Вот так за восемь часов была насквозь про бурена вся толща. Вода подлёдного моря, устремившаяся в скважину, вырвалась из устья фонтаном окатив многих. Но это был радостный фонтан. Вытащить плеть обратно было уже проще, хот; и здесь ожидал сюрприз: наш «примус», как оказалось, страшно коптил. Вытаскивая шланги из скважины, мы чувствовали себя трубочистами.
…Наконец, в чёрное, напоминающее вход в угольную шахту устье скважины ушла телевизионная камера, увешанная лампами подсветки. Была глубокая, залитая светом незаходящего полярного солнца ночь, Джон Клаух по радио давал осторожные команды оператору лебёдки, приближал телекамеру к горизонту, где должно было быть дно: «Ещё вниз на два фута!»… — «Ещё на фут!» «Ещё…» Все молчали и только чёткие: «Есть на фут, сэр!…» — ответы оператора нарушали тишину.

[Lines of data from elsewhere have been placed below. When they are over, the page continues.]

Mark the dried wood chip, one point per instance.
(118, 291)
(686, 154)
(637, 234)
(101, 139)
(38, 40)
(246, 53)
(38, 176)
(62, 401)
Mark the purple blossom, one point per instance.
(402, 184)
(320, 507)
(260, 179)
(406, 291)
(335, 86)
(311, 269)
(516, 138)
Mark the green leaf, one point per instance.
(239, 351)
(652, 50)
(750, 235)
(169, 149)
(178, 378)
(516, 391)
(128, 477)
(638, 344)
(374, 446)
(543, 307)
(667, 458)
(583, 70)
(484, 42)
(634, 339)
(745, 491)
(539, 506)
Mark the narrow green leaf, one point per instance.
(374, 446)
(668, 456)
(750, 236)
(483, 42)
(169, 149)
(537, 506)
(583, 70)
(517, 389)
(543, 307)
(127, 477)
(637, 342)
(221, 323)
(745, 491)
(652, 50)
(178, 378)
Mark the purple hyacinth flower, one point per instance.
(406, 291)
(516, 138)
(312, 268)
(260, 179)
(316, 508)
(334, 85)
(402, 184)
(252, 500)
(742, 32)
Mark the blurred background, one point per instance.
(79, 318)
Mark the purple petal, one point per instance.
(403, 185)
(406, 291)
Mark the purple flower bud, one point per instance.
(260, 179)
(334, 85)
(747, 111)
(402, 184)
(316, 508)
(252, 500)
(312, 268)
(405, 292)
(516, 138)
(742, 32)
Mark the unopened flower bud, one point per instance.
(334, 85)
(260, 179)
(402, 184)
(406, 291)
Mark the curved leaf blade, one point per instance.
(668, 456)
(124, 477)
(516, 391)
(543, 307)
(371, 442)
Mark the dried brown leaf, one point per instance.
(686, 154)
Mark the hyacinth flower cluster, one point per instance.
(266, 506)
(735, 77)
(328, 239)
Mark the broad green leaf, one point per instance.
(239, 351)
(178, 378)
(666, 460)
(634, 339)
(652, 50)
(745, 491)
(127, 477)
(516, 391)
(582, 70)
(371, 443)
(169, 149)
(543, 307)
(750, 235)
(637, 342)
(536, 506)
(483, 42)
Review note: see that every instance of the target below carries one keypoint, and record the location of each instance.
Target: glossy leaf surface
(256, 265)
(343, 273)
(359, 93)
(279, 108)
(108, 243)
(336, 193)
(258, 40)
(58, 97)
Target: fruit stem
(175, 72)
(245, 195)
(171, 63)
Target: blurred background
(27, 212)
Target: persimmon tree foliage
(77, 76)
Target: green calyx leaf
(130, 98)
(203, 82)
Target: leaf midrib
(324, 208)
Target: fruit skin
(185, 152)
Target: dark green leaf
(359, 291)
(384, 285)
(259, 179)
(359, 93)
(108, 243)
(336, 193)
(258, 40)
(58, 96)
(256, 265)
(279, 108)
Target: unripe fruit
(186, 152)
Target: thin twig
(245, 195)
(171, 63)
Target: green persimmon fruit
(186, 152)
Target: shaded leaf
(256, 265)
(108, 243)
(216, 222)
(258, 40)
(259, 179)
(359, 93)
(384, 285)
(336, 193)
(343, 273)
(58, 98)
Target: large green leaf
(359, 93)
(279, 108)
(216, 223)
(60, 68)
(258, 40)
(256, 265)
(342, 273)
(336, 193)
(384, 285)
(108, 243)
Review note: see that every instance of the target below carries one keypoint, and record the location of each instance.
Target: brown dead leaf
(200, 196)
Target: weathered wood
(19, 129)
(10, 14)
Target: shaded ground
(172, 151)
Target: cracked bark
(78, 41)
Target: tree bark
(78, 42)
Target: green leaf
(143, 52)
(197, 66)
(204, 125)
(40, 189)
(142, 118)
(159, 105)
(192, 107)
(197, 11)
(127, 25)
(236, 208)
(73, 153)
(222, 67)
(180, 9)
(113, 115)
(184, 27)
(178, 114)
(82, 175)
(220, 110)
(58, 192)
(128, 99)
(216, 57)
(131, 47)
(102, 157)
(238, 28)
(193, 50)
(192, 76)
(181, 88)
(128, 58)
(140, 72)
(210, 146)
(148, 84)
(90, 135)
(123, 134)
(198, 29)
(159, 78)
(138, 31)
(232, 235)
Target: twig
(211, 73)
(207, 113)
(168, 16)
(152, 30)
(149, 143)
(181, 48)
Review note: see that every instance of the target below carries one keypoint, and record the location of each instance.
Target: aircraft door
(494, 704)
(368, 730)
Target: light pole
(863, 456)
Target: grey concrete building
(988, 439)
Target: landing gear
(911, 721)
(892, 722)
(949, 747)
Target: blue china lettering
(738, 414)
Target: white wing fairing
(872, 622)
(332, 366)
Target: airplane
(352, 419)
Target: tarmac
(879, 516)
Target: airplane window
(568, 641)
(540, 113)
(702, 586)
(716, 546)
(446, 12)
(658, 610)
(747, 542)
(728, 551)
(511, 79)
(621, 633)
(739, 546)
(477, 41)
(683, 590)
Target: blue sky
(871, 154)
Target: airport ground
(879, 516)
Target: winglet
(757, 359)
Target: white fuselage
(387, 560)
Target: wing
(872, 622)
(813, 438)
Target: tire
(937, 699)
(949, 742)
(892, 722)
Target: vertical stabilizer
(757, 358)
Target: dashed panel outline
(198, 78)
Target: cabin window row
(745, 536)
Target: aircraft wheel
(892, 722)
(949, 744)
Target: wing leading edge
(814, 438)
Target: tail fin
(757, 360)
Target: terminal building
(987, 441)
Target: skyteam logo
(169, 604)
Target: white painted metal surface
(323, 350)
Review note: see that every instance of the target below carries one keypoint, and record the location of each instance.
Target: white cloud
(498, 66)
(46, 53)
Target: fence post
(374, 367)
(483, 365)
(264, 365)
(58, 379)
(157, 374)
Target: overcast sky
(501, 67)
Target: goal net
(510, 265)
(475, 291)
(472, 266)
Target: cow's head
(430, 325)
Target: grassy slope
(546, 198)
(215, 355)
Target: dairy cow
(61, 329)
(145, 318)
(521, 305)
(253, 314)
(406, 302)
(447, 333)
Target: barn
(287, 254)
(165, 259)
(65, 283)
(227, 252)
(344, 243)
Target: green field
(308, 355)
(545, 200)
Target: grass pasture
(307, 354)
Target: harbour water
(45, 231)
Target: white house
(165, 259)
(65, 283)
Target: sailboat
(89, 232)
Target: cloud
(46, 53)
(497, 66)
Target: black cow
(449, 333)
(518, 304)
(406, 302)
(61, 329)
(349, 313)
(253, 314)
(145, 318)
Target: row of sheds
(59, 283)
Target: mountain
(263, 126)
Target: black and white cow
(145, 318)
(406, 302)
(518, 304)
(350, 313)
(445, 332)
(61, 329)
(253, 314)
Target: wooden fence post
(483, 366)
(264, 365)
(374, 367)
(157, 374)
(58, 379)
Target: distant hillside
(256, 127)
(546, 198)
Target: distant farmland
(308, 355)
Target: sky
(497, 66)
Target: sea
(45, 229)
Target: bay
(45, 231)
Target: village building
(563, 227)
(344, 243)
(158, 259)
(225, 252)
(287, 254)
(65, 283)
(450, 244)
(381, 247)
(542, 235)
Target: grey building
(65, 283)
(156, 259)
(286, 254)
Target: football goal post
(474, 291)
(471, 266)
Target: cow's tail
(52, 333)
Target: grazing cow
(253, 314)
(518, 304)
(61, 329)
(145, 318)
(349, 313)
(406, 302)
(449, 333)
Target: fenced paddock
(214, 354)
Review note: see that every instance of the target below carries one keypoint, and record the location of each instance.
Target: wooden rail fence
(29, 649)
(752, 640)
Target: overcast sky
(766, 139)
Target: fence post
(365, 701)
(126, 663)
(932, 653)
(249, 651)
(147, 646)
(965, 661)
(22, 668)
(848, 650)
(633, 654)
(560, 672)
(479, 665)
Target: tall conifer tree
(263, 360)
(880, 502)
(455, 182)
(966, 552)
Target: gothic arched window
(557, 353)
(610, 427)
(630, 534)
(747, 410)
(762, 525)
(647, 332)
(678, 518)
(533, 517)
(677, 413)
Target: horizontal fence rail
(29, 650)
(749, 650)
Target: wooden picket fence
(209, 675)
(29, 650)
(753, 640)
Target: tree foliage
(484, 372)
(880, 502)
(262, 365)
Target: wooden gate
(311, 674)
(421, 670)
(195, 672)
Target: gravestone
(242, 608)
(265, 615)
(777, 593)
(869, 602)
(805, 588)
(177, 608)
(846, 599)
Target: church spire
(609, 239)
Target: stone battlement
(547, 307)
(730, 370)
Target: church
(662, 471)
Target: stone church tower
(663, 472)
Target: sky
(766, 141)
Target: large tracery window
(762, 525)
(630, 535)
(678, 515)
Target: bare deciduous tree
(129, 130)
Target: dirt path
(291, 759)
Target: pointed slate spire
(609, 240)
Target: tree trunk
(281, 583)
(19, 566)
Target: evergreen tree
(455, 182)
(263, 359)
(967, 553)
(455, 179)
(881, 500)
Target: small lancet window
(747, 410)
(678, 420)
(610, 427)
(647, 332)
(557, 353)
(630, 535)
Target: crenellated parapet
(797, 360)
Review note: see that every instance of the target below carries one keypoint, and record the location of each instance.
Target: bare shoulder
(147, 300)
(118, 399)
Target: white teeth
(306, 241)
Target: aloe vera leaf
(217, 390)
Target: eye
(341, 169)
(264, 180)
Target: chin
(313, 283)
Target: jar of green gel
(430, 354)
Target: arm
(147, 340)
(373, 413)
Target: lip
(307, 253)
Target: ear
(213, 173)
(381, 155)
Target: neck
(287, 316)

И вдруг на пустом экране появились пятнышки, тени — дно моря. «Стоп машина!» — рявкнул Джон. «Есть стоп, сэр!» — как эхо ответил усиленный динамиком взволнованный голос оператора. Все заворожено смотрели на покачивающуюся картинку на экране. И вдруг раздался общий вздох: медленно пересекая экран, помахивая хвостиком, плыло глазастое существо… Так на дне этого, казалось бы, мёртвого моря была открыта жизнь.
Геологи взяли пробы грунта со дна. И опять удивление: дно подлёдного моря сложено очень мягкими, похожими на серую глину, но очень старыми отложениями. Уже на глубине нескольких сантиметров от поверхности их возраст оказался около 5 — 10 миллионов лет. Почему? Может быть, ещё недавно ледник был так толст, что касался дна и поэтому соскрёб всё, что было моложе?